Críticas do DF ao governo federal

No documento encaminhado ao ministro Luiz Fux, o governo do Distrito Federal reclamou da "inércia" tanto da União quanto do Fundo Garantidor de Créditos (FGC) no cumprimento das disposições do acordo homologado em maio. Conforme o ofício, decorridos mais de dois meses desde a celebração do acordo, não havia concessão, recusa, proposta ou indicação de condições e cronograma necessários pela instituição.
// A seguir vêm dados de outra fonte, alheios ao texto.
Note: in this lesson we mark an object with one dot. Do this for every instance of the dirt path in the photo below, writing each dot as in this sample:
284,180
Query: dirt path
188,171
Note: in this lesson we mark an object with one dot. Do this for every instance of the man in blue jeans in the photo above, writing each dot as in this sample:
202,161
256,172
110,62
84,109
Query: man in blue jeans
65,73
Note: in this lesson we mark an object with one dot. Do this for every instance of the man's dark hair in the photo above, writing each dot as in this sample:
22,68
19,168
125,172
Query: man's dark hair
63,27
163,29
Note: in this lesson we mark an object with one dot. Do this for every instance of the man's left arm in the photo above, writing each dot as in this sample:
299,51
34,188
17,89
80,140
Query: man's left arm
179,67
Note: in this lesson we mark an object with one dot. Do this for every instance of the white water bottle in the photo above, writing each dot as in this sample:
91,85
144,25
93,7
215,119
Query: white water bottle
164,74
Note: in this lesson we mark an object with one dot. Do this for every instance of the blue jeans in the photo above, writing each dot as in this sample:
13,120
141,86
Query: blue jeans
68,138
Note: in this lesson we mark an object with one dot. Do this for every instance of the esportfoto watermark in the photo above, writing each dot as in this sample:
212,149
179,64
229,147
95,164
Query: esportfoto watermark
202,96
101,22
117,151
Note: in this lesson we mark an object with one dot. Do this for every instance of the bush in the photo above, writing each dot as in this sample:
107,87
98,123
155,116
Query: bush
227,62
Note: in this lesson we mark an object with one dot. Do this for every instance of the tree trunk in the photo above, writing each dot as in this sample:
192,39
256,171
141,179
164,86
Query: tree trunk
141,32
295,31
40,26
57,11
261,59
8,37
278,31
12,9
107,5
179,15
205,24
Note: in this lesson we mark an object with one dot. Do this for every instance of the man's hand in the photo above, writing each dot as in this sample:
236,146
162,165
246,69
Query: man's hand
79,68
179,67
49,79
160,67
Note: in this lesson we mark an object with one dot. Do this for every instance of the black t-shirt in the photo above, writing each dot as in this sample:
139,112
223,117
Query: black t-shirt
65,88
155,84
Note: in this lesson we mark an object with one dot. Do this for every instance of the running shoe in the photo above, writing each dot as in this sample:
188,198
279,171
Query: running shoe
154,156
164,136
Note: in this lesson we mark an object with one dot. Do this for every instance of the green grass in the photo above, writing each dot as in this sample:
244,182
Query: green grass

A reclamação também apontou ausência de cumprimento das disposições contratuais por parte da União. Segundo a decisão de Fux, participarão da audiência representantes do governo distrital, do BRB, da Advocacia-Geral da União, do Ministério da Fazenda, do Banco Central, do FGC e do Ministério Público Federal. O Banco do Brasil também enviará representante em nome do consórcio de instituições que analisa a concessão do empréstimo de até R$ 6,6 bilhões.

Urgência do DF em viabilizar o empréstimo

O governo local demonstra pressa para finalizar a contratação do empréstimo e restaurar o patrimônio do BRB, deteriorado pelas operações malsucedidas com o Banco Master. A instituição não divulga seu balanço patrimonial desde novembro de 2025, justamente pela fragilidade provocada por essas negociações. Como acionista controlador, o governo distrital assume responsabilidade pelo saneamento do quadro.

Origem da crise do BRB

A crise atual origina-se das operações realizadas entre o BRB e o Banco Master entre 2024 e 2025, que totalizaram R$ 30 bilhões conforme dados da própria instituição. Em novembro de 2025, a Polícia Federal iniciou a operação Compliance Zero, identificando suposto esquema de fraudes financeiras bilionárias envolvendo considerável parcela dessas transações.

Em abril deste ano, nova fase investigativa resultou na prisão do ex-presidente do BRB, Paulo Henrique Costa. A PF alega que ele teria autorizado negócios com o Master sem fundamentação adequada e descumprindo práticas de governança.

Dimensão das perdas estimadas

O BRB estima que aproximadamente R$ 8,8 bilhões dos créditos do Master adquiridos pela instituição consistem em títulos inexistentes, fraudados ou com recuperação extremamente difícil. Esses representam o que popularmente se denomina "crédito podre", podendo ocasionar deficiência patrimonial significativa.

O governo projeta recuperar R$ 2,2 bilhões através de outras medidas para compensar parcela desses títulos danificados, necessitando do empréstimo para cobrir os R$ 6,6 bilhões restantes.

Atrasos na implementação do plano de capitalização

Conforme divulgado anteriormente, o prazo de 180 dias para que o BRB executasse o plano de capitalização apresentado ao Banco Central em fevereiro encerrou-se nesta quarta-feira, mas as medidas de maior impacto ainda não foram implementadas. O documento foi apresentado em 6 de fevereiro configurando um "plano de capital preventivo" incluindo providências para reforçar, quando necessário, o patrimônio institucional.

A necessidade de reforço foi posteriormente confirmada. O BRB divulgou parcela dos números do rombo e algumas iniciativas para enfrentá-lo, contemplando o empréstimo de até R$ 6,6 bilhões e acordo com fundo para negociar outros R$ 15 bilhões em ativos do Master.

Status das medidas propostas

O empréstimo permanece pendente aguardando aprovação dos principais bancos públicos e privados do país, constituindo a etapa que deverá ser debatida na sessão de conciliação convocada por Fux. O acordo com o fundo Quadra Capital foi desfeito em junho.

O plano preventivo de capital do BRB segue sob sigilo, 180 dias após apresentação, impossibilitando conhecer exatamente quantas e quais medidas foram nele incluídas. Desde fevereiro, o BRB anunciou outras ações: responsabilização cível de pelo menos 12 ex-gestores; pedido de bloqueio de bens do ex-banqueiro Daniel Vorcaro e sócios; ampliação do capital social já aprovada em assembleia para absorver venda de novas ações.

Por não divulgar balanços patrimoniais desde 2025, o BRB ainda não conseguiu detalhar benefícios gerados por essas medidas nem quantificar quanto permanece necessário para equilibrar o patrimônio institucional.